Me quedé pensando un momento. Yo estaba en mejor posición que la mayoría de los hombres para conocer los pecados de Mordred, porque había sido su tutor durante su infancia, tarea que había cumplido mal y a regañadientes. Jamás logré ser un padre para él y, aunque mi Ceinwyn trató de comportarse con él como una madre, tampoco tuvo éxito y la enrevesada criatura se convirtió en un hombre resentido y perverso.

—Había una muchacha entre las criadas —dije— a la que frecuentó durante mucho tiempo.

—¿Cómo se llamaba? —preguntó Merlín con la boca llena de queso.

—Cywyllog.

—¡Cywyllog! —Parecía que el nombre le hiciera gracia—. ¿Y dices que tuvo un hijo con esa tal Cywyllog?

—Un varón —dije—, si es que era de él, lo cual es muy probable.

—Y esa tal Cywyllog —preguntó, cuchillo en mano—, ¿dónde puede encontrarse?

—En algún lugar muy cercano, seguramente —respondí—. No se trasladó con nosotros a la fortaleza de Ermid y Ceinwyn siempre sospechó que Mordred le daba dinero.

—¿O sea que le tenía algún aprecio?

—Sí, creo que sí.

—¡Qué gratificante, saber que hay algo bueno en ese muchacho horrendo! Conque Cywyllog, ¿eh? ¿La buscarás, Gawain?

—Lo intentaré, señor —replicó Gawain con seriedad.

—No lo intentes, ¡hazlo! —replicó Merlín—. ¿Qué aspecto tenía, Derfel, la que llevaba el curioso nombre de Cywyllog?

—De baja estatura —dije—, rellenita, de cabello moreno.

—Con tan específicos datos, la búsqueda queda reducida a todas las muchachas britanas menores de veinte años. ¿Puedes concretar más? ¿Qué edad tendría ahora el hijo?

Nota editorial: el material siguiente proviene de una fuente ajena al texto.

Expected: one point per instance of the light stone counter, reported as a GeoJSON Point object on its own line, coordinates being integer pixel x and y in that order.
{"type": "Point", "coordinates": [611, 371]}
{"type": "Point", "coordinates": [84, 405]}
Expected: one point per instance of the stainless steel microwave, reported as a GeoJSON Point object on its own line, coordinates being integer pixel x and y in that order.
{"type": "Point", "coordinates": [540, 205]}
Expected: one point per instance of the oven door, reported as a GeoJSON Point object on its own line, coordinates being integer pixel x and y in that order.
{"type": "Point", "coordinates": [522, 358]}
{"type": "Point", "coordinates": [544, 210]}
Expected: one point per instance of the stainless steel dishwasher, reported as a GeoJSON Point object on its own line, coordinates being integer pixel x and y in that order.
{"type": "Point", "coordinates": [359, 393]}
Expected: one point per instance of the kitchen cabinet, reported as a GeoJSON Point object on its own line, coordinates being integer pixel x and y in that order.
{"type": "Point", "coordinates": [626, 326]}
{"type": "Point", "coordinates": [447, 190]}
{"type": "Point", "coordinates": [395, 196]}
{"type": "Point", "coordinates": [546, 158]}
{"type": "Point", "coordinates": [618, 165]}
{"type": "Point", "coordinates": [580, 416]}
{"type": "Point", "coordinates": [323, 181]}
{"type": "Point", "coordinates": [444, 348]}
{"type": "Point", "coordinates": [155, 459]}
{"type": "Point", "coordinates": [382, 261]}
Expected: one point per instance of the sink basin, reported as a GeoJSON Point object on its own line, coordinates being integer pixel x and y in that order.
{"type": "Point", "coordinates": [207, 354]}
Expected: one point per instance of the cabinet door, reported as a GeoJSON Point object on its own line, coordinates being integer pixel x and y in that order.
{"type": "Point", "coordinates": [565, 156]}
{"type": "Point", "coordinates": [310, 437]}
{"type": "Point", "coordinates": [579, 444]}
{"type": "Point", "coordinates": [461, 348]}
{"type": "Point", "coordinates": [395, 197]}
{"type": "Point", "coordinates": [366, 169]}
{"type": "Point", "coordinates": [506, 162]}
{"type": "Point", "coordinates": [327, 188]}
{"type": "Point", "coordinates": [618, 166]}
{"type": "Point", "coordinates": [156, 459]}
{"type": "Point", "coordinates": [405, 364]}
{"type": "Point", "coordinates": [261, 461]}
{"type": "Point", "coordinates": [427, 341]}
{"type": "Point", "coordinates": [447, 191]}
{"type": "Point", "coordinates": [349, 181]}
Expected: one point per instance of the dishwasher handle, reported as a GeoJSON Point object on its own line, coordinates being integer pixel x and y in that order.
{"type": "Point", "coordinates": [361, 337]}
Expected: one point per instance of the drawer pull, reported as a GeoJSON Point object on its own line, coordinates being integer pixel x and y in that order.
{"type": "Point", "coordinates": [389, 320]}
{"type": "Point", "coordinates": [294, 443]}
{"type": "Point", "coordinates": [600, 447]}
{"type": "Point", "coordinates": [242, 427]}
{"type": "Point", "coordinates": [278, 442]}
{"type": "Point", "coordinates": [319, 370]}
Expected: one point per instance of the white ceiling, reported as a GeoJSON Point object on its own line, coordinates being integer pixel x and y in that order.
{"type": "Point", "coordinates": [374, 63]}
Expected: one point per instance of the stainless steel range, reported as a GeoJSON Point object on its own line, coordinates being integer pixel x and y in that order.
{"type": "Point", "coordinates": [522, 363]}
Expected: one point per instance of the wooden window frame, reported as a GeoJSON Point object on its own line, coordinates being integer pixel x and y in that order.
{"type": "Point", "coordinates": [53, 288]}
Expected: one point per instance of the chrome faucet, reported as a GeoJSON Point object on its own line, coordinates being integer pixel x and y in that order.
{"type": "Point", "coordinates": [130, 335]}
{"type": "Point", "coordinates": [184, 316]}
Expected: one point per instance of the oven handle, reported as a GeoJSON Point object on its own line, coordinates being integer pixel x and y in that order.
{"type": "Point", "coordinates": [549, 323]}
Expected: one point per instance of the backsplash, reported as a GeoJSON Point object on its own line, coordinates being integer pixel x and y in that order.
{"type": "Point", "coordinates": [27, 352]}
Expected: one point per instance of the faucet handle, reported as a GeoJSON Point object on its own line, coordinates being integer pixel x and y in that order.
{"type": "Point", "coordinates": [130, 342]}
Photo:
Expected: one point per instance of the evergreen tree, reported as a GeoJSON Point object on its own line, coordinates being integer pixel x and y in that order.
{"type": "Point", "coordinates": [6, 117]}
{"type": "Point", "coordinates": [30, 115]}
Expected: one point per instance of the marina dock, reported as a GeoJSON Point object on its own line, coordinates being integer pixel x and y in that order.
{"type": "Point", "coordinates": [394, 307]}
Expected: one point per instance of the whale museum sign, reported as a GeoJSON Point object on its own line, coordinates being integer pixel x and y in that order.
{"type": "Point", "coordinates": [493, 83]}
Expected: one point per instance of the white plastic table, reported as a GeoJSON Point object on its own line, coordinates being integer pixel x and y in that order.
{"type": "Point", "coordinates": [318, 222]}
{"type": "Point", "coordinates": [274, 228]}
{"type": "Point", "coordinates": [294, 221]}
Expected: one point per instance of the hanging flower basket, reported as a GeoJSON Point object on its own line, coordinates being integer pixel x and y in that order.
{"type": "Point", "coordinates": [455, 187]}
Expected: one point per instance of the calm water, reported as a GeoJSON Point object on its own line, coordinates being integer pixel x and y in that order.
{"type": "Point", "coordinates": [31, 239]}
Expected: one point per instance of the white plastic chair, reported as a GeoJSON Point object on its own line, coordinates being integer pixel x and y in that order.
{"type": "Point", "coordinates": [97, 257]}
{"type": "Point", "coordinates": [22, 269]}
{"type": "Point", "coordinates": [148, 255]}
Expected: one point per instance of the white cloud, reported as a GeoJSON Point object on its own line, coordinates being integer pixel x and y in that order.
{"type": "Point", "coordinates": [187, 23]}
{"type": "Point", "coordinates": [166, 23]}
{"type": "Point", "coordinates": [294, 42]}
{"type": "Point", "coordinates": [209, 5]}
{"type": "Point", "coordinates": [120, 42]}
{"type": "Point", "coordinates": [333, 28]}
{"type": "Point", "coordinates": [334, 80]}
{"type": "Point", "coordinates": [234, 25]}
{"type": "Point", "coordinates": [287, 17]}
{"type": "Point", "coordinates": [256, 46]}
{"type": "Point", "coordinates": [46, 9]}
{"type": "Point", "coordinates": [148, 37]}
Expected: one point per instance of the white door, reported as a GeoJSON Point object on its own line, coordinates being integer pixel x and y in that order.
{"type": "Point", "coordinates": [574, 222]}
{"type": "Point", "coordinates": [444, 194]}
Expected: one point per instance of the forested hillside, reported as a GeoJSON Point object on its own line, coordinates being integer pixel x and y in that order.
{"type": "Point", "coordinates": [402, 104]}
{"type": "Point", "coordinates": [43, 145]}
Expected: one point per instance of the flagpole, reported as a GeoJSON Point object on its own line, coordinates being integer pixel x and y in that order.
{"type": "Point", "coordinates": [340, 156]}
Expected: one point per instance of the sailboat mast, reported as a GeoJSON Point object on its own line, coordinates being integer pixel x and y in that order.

—Seis años —dije—, y si no recuerdo mal, tenía el pelo rojizo.

—¿Y la chica?

Sacudí la cabeza.

—Era bastante agradable, pero no inolvidable, en realidad.

—Todas las chicas son inolvidables —comentó Merlín con suavidad—, sobre todo si se llaman Cywyllog. Búscala y encuéntrala, Gawain.

—¿Para qué la queréis? —pregunté.

—¿Acaso meto yo las narices en tus asuntos? —inquirió Merlín—. ¿Acaso voy yo preguntándote tonterías sobre lanzas y escudos? ¿Te acoso sin cesar con preguntas idiotas sobre la forma en que administras justicia? ¿Me preocupo de tus cosechas? En resumen, ¿he sido un estorbo en tu vida, Derfel?

—No, señor.

—Pues te ruego que no curiosees en la mía. La musaraña no comprende los designios del águila. Y ahora, come un poco de queso, anda.

Nimue no quiso comer. Estaba enfurruñada, rabiosa porque Merlín había despreciado su afirmación de que Arturo era el verdadero amo de Dumnonia. Merlín no le prestó la menor atención y prefirió burlarse de Gawain. No volvió a hablar de Mordred ni quiso hacer más referencias a sus planes respecto a Mai Dun, aunque al final habló de los tesoros, cuando me acompañaba a la puerta exterior del palacio, donde Issa todavía me aguardaba. El druida iba haciendo ruido con la vara sobre las piedras, al cruzar el patio donde la multitud había presenciado la aparición y desaparición de las visiones.

—Verás, necesito gente —dijo Merlín—, porque si hemos de llamar a los dioses, hay trabajo que hacer y Nimue y yo no podemos hacerlo solos de ninguna manera. Necesitamos unos cien, o más.

—¿Para qué?

—Ya lo verás, ya lo verás. ¿Qué impresión te ha causado Gawain?

—Parece bien dispuesto.

—En efecto, pero eso no es una virtud admirable. Los perros son seres bien dispuestos. Me recuerda a Arturo cuando era joven, con todo su empeño en obrar bien. —Se rió.

—Señor —dije, ansioso porque me confirmara algo—, ¿qué va a suceder en Mai Dun?

—Invocaremos a los dioses, naturalmente. Se trata de un procedimiento complicado y sólo puedo rogar que me salga bien. Naturalmente, temo que no surta efecto. Como habrás advertido, Nimue cree que estoy completamente equivocado, pero ya veremos, ya veremos. —Dio un par de pasos en silencio—. Si lo hacemos bien, Derfel, si lo hacemos bien, ¡verás lo que contemplarán nuestros ojos! La llegada de los dioses en todo su poder. Manawydan saliendo del mar, empapado y glorioso. Taranis rasgando el firmamento con el rayo, Bel bajando del cielo y dejando tras de sí un rastro de fuego y Don hendiendo las nubes con su lanza flamígera. ¡Menudo susto se llevarán los cristianos!, ¿eh? —Dio un par de pasos de baile torpemente, animado por la satisfacción—. Y los obispos se mearán en sus negras sotanas, ¿eh?